以前、株式投資に簿記2級は役立つのか?実際に取得してみた。という記事を書いたのでそれの続きの話をする。

 

日商簿記2級とTOEICはどちらも就職活動において有利になる人気の資格で、比較対象になることも多い。
一方で、資格が一体どれだけ有利なのかと考えたことはあるだろうか。
実際にどれだけ就職しやすいかのリサーチは簡単ではないが、人口比で計算するだけならば簡単なので以下のように計算を行った。

 


1.日本の大学卒業者は年間約60万人である。

2.簿記2級の取得者数は年度によって大きく異なるが、これまでの合格者を年間4万人とすると大学卒業者数に対しての割合は6.6%である。
*中高卒の取得者については考慮していない。
*2018年より簿記2級の試験は難化している。
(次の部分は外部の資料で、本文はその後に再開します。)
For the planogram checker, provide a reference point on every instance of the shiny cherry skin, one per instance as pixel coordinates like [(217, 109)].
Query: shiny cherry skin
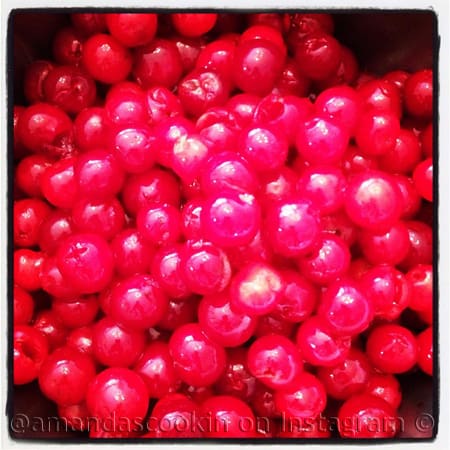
[(80, 339), (155, 366), (157, 64), (230, 218), (189, 154), (222, 323), (392, 348), (373, 201), (421, 244), (388, 289), (426, 139), (167, 270), (348, 378), (385, 386), (318, 345), (117, 393), (423, 179), (202, 89), (114, 346), (265, 148), (162, 103), (317, 55), (291, 82), (325, 186), (70, 88), (320, 141), (106, 59), (30, 349), (28, 214), (46, 129), (28, 174), (138, 302), (364, 409), (91, 128), (228, 171), (346, 309), (134, 29), (23, 306), (198, 360), (230, 416), (159, 224), (53, 282), (306, 398), (50, 325), (135, 149), (257, 65), (59, 185), (283, 113), (105, 218), (376, 132), (179, 312), (67, 46), (193, 24), (390, 247), (217, 56), (132, 254), (126, 105), (256, 288), (76, 312), (86, 262), (275, 361), (404, 156), (206, 268), (243, 107), (27, 268), (330, 260), (99, 175), (54, 229), (412, 201), (174, 416), (418, 94), (154, 186), (299, 297), (341, 105), (292, 227), (76, 416), (64, 376), (425, 350), (237, 381), (381, 95), (34, 77), (420, 278)]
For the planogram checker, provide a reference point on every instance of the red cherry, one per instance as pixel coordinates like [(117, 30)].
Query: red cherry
[(106, 59)]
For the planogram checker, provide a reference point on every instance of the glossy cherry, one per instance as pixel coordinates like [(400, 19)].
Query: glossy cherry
[(106, 59), (198, 360), (64, 376), (137, 302), (117, 393), (206, 268), (222, 323), (86, 262), (275, 361), (30, 349), (318, 345), (392, 348)]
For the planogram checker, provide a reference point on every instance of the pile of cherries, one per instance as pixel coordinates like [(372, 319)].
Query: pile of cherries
[(220, 219)]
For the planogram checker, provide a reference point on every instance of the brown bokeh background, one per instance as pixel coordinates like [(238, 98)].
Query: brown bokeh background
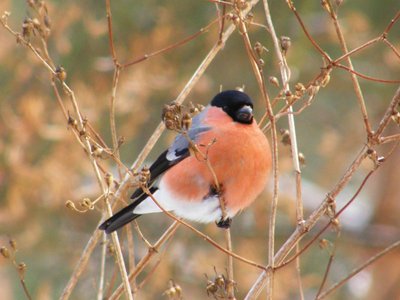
[(42, 166)]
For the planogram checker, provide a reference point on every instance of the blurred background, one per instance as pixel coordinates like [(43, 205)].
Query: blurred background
[(42, 166)]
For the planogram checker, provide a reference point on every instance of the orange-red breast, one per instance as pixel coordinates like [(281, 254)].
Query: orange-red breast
[(181, 181)]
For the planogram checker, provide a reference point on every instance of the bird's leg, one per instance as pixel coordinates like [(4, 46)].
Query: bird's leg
[(224, 223)]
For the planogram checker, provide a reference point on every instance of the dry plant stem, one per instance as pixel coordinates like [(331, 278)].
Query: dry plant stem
[(285, 75), (146, 259), (260, 80), (358, 269), (330, 261), (110, 33), (298, 253), (392, 47), (231, 283), (308, 224), (389, 139), (366, 77), (131, 250), (303, 27), (100, 290), (81, 265), (354, 78), (112, 117), (119, 258), (388, 114), (86, 142), (170, 47), (21, 279)]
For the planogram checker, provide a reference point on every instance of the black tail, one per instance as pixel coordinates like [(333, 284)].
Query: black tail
[(118, 220)]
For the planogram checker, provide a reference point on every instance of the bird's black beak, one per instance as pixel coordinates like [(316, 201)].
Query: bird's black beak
[(245, 114)]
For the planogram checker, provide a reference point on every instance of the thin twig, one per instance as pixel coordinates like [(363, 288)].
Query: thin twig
[(145, 260), (356, 84), (100, 290), (359, 269)]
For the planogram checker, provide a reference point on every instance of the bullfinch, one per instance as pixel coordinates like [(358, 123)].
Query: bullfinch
[(238, 153)]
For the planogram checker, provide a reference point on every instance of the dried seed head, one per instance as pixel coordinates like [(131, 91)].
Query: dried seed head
[(111, 249), (72, 122), (31, 3), (300, 87), (338, 2), (211, 288), (61, 73), (302, 159), (250, 17), (273, 80), (258, 48), (220, 281), (396, 118), (323, 243), (285, 140), (326, 6), (36, 23), (69, 204), (4, 252), (242, 4), (313, 90), (27, 28), (285, 43), (174, 291), (144, 176), (109, 178), (186, 121), (335, 223), (87, 203), (325, 80), (22, 268), (121, 141), (47, 22), (97, 151), (13, 244)]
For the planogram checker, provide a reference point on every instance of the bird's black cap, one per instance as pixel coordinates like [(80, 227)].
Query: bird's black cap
[(233, 102)]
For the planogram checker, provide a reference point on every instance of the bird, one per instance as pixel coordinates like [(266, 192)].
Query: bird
[(239, 158)]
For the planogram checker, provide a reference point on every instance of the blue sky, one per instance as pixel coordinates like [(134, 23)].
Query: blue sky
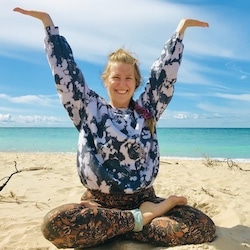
[(213, 87)]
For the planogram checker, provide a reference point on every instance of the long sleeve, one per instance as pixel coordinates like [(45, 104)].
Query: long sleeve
[(68, 77), (160, 87)]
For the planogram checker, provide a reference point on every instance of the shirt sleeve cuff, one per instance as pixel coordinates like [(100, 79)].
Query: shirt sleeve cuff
[(52, 30)]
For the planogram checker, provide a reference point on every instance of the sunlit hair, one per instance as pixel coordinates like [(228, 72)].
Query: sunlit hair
[(125, 56)]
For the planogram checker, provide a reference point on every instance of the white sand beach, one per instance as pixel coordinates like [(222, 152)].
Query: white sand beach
[(219, 188)]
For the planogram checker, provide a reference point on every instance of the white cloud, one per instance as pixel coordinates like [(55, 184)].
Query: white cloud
[(42, 100), (240, 97), (6, 118)]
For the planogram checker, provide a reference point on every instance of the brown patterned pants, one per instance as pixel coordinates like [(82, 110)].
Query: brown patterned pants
[(76, 226)]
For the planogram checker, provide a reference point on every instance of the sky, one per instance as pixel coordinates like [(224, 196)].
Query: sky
[(213, 85)]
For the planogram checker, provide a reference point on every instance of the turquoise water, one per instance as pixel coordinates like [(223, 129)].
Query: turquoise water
[(231, 143)]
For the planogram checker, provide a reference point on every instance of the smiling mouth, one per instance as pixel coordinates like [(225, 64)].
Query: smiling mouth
[(122, 91)]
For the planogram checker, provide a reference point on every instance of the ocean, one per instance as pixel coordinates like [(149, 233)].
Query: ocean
[(219, 143)]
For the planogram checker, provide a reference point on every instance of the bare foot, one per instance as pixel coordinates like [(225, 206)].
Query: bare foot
[(151, 210)]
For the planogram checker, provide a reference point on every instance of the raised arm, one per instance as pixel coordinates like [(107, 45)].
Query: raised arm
[(187, 22), (43, 16)]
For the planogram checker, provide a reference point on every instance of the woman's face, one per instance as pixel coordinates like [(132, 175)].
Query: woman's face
[(120, 84)]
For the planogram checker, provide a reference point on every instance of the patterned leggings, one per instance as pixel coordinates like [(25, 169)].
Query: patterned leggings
[(76, 226)]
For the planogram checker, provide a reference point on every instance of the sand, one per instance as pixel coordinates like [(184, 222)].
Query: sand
[(218, 188)]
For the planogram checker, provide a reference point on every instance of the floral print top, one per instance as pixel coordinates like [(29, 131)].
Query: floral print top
[(116, 151)]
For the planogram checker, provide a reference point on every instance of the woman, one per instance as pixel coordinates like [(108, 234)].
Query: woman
[(118, 154)]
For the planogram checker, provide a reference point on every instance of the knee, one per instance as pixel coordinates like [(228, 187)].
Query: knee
[(53, 228), (49, 231), (209, 230)]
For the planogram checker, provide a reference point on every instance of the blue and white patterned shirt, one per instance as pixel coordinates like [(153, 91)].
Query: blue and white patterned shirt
[(116, 151)]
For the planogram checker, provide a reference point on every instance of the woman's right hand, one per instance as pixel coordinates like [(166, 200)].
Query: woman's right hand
[(43, 16)]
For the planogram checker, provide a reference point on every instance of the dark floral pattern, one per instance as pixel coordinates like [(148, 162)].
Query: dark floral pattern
[(116, 151)]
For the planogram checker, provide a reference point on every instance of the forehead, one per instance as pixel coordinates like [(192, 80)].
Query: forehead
[(121, 67)]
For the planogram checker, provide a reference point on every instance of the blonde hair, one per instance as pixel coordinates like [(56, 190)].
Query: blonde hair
[(125, 56)]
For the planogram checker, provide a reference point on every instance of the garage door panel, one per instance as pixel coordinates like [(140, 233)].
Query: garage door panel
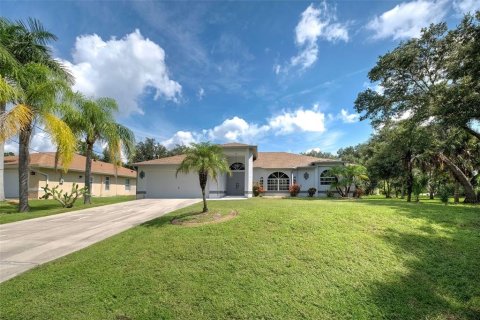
[(164, 184)]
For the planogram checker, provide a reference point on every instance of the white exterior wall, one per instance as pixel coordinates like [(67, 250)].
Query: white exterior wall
[(217, 189), (249, 174), (322, 190), (306, 184), (10, 177)]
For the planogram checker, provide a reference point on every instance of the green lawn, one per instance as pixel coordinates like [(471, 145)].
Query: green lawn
[(279, 259), (40, 208)]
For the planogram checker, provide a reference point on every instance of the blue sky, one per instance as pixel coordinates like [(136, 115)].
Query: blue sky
[(283, 75)]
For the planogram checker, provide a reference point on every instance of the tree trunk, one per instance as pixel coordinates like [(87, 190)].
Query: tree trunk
[(87, 198), (470, 196), (408, 164), (2, 150), (388, 189), (23, 168), (472, 132), (203, 176), (456, 193)]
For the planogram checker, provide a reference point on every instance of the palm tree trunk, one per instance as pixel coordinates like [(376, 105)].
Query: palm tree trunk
[(88, 173), (409, 167), (470, 196), (2, 150), (203, 176), (23, 168), (456, 193)]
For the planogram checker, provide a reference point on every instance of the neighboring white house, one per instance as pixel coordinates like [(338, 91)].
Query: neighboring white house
[(106, 179), (275, 171)]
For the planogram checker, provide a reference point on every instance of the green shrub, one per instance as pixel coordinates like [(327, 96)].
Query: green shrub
[(444, 192), (257, 189), (294, 190), (67, 200)]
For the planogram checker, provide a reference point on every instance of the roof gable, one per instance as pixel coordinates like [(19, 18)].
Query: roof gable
[(47, 160)]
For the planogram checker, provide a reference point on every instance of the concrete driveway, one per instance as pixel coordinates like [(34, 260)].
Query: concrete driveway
[(26, 244)]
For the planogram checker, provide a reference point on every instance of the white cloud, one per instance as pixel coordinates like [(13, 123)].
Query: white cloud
[(349, 117), (316, 23), (123, 69), (180, 137), (466, 6), (407, 19), (310, 120), (236, 129), (277, 68), (201, 93), (40, 141)]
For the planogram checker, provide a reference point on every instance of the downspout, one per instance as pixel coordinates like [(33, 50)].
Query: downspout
[(41, 173)]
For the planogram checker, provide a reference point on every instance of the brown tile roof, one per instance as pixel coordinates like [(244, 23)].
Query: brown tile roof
[(272, 160), (47, 160), (235, 144), (167, 160), (266, 160)]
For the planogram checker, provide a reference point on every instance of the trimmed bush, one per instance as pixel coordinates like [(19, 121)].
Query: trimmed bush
[(294, 190), (257, 189)]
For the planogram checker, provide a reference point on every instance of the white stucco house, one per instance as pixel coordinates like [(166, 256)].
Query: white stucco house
[(275, 171)]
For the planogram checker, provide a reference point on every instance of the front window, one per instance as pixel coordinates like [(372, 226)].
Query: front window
[(237, 166), (326, 178), (278, 181)]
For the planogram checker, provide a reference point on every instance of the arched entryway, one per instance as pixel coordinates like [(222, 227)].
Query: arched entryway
[(236, 182)]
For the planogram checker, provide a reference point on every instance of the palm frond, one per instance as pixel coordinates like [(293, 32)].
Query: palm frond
[(13, 121), (9, 90), (63, 138)]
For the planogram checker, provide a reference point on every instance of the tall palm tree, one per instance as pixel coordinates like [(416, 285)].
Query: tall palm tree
[(40, 77), (94, 121), (9, 90), (42, 104), (206, 159)]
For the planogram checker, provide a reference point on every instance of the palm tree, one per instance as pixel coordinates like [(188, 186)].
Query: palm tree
[(26, 60), (207, 160), (94, 121), (42, 102)]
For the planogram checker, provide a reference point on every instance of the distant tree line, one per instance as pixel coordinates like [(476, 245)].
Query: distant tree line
[(426, 115)]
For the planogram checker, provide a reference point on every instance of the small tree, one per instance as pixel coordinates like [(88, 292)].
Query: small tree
[(348, 176), (207, 160)]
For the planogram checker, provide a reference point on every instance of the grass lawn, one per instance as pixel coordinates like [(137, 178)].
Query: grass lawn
[(278, 259), (39, 208)]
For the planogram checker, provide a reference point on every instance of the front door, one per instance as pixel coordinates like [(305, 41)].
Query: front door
[(236, 184)]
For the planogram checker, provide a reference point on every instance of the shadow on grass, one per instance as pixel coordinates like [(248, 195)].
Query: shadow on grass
[(167, 219), (441, 279)]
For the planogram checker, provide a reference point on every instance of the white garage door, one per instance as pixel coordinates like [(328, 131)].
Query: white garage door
[(162, 183)]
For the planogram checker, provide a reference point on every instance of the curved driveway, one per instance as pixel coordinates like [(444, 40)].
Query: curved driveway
[(26, 244)]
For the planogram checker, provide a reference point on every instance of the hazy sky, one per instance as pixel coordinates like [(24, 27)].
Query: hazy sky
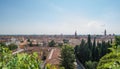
[(59, 16)]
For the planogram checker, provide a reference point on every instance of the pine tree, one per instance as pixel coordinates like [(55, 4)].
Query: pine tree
[(67, 57)]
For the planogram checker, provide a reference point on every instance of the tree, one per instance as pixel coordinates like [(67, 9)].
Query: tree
[(110, 61), (91, 65), (67, 57), (12, 46), (52, 43), (18, 61)]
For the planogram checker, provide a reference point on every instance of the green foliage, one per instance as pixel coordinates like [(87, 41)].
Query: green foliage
[(18, 61), (109, 61), (49, 66), (117, 40), (52, 43), (91, 65), (67, 57), (88, 51), (12, 46)]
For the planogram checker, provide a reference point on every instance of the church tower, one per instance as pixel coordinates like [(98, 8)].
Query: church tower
[(75, 34), (105, 33)]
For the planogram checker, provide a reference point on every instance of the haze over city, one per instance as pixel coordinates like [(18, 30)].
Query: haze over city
[(59, 16)]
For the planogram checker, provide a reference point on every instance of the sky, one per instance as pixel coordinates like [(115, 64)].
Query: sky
[(59, 16)]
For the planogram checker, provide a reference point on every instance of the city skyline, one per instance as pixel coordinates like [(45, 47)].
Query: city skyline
[(59, 17)]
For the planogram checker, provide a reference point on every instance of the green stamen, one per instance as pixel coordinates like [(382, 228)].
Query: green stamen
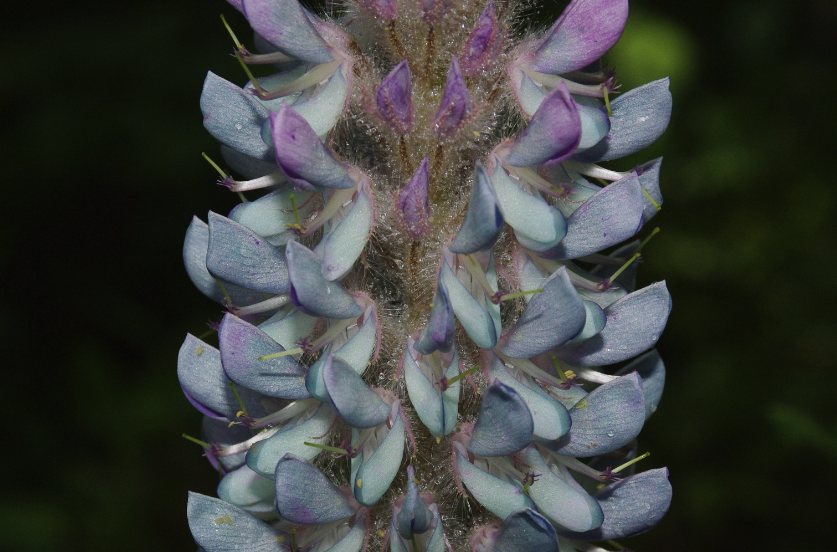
[(295, 351), (238, 398), (631, 462), (197, 441), (214, 165)]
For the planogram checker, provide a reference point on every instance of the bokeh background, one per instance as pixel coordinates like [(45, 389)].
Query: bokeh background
[(101, 168)]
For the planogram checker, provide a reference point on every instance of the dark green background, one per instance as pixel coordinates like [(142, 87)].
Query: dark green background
[(101, 171)]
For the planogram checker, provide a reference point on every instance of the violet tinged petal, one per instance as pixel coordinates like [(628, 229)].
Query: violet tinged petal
[(221, 527), (608, 418), (611, 216), (581, 35), (249, 491), (413, 205), (263, 455), (537, 225), (311, 292), (303, 158), (415, 517), (550, 419), (354, 401), (305, 495), (194, 257), (234, 117), (475, 320), (203, 379), (559, 501), (375, 474), (640, 116), (285, 24), (649, 178), (394, 98), (553, 132), (550, 319), (482, 44), (651, 369), (632, 506), (504, 425), (437, 335), (634, 323), (526, 531), (456, 102), (237, 254), (342, 246), (499, 497), (269, 215), (483, 218)]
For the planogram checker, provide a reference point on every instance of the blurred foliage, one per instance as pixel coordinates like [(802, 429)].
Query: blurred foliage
[(101, 153)]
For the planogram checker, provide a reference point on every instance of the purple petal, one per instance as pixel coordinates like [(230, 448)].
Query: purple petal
[(504, 425), (631, 506), (634, 323), (606, 419), (640, 116), (584, 32), (552, 134), (482, 43), (241, 346), (483, 219), (611, 216), (413, 204), (456, 102), (437, 335), (303, 158), (550, 319), (285, 24), (238, 255), (394, 98), (354, 401), (311, 292), (305, 495)]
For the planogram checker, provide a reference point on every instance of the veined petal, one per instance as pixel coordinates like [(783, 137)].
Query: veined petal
[(263, 455), (354, 401), (559, 501), (504, 425), (238, 255), (311, 292), (242, 345), (640, 116), (499, 497), (376, 472), (537, 225), (581, 35), (552, 134), (608, 418), (550, 419), (483, 218), (631, 506), (526, 531), (634, 323), (221, 527), (284, 24), (305, 495), (304, 159), (234, 117), (613, 215), (551, 318)]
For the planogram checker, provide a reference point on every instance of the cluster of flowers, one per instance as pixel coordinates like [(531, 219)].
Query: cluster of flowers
[(430, 228)]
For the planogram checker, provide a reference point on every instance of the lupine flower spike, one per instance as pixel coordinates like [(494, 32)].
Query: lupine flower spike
[(431, 337)]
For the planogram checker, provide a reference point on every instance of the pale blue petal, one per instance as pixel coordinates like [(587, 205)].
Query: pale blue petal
[(221, 527), (305, 495), (634, 323)]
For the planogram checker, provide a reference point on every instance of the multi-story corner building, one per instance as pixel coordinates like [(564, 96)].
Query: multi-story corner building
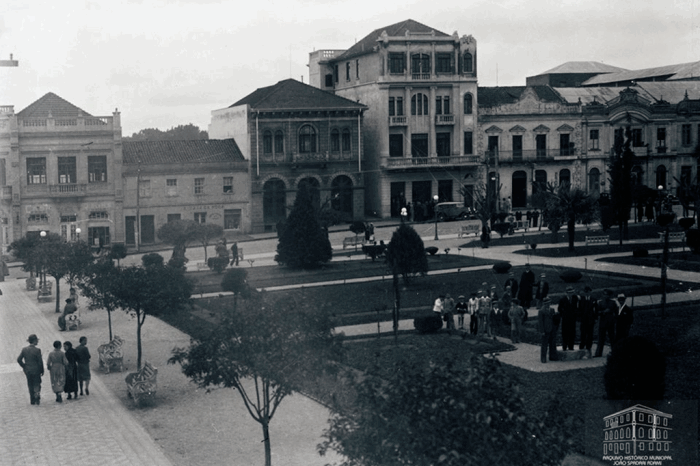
[(60, 171), (420, 87), (538, 134), (202, 180), (293, 134)]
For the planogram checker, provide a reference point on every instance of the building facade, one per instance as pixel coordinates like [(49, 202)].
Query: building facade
[(420, 87), (60, 171), (292, 134), (202, 180)]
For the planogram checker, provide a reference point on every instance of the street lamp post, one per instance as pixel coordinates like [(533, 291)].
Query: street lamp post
[(436, 198)]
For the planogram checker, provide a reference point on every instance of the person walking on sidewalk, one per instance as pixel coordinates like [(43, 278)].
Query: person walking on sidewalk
[(56, 363), (71, 387), (568, 308), (548, 331), (83, 366), (624, 318), (588, 313), (33, 366), (606, 326)]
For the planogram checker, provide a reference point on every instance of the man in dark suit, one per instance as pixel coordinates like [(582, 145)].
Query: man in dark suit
[(513, 284), (33, 367), (624, 318), (607, 309), (547, 324), (588, 313), (568, 308)]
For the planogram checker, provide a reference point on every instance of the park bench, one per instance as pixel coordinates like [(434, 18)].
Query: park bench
[(73, 321), (353, 241), (111, 354), (468, 230), (142, 384), (597, 240), (672, 236)]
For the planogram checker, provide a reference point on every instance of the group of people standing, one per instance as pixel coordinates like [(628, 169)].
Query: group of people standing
[(615, 320), (69, 370)]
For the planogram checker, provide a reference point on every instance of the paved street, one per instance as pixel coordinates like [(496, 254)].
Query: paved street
[(102, 429)]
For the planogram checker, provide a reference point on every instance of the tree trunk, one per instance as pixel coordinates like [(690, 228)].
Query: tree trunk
[(266, 439)]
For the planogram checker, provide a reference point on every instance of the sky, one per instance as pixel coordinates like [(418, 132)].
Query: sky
[(165, 63)]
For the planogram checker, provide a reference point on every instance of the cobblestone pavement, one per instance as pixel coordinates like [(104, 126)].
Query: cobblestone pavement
[(90, 431)]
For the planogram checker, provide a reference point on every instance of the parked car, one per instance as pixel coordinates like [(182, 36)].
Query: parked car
[(452, 211)]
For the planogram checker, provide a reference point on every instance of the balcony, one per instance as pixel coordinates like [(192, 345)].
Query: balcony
[(444, 119), (68, 190), (390, 163), (398, 121)]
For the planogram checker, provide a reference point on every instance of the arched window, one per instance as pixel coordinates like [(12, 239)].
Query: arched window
[(274, 201), (279, 142), (661, 176), (346, 140), (594, 181), (419, 104), (468, 104), (468, 63), (564, 177), (267, 142), (307, 139), (341, 194), (335, 140)]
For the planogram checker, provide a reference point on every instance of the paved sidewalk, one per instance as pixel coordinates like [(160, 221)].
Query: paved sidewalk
[(93, 430)]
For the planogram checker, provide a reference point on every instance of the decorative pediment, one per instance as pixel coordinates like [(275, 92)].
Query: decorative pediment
[(565, 129)]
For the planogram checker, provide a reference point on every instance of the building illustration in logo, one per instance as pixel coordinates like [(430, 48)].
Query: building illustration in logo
[(637, 430)]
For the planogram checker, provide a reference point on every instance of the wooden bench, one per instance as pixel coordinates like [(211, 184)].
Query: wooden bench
[(353, 241), (597, 240), (73, 321), (111, 354), (672, 236), (468, 230), (142, 385)]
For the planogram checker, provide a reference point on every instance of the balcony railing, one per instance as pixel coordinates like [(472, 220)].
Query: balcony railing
[(408, 162), (398, 120), (530, 155), (68, 189), (444, 119)]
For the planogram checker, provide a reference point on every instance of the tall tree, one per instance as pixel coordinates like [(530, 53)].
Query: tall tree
[(303, 243), (446, 414), (151, 290), (620, 166), (273, 343), (179, 234)]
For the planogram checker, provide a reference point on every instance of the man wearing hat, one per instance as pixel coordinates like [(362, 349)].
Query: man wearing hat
[(607, 309), (548, 331), (588, 313), (33, 367), (624, 318), (527, 280), (568, 307)]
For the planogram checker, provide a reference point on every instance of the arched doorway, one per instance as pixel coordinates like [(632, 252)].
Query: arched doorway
[(314, 188), (341, 195), (274, 203), (519, 189)]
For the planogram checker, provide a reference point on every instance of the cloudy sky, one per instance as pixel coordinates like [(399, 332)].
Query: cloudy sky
[(169, 62)]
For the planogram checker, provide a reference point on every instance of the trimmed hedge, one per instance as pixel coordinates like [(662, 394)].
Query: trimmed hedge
[(428, 324)]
参考までに2022年の合格者数は約1万人である。

3.TOEIC 800点はスコア取得者の上位12%である。


 

単純計算に過ぎないがこれらを統合すると、両方の資格を持つ人の割合は大学卒業者の0.8%、なんと1000人のうち8人しかいないのである。年間の大学卒業者数で例えるなら、600,000人中でTOEIC800点を持つ人材は72,000人いるが、かつ簿記2級を持っているのはたったの4,800人ということになる。
ちなみに、上位資格である簿記1級を持っている人の割合は0.4%、またTOEIC900点以上の割合は4%なので、それらに全く見劣りしていない。

 

労働市場においては、このように”できることの掛け合わせ”が有利に働くことが多い。片方だけの資格に比べると人材としての希少性が段違いになる。簿記と英語が頻繁に話題となるのは他の資格に比べ汎用性に優れるためである。ただし、自分の専門と関わりのある範囲の資格を取得しなければ徒労に終わってしまうため注意が必要だ。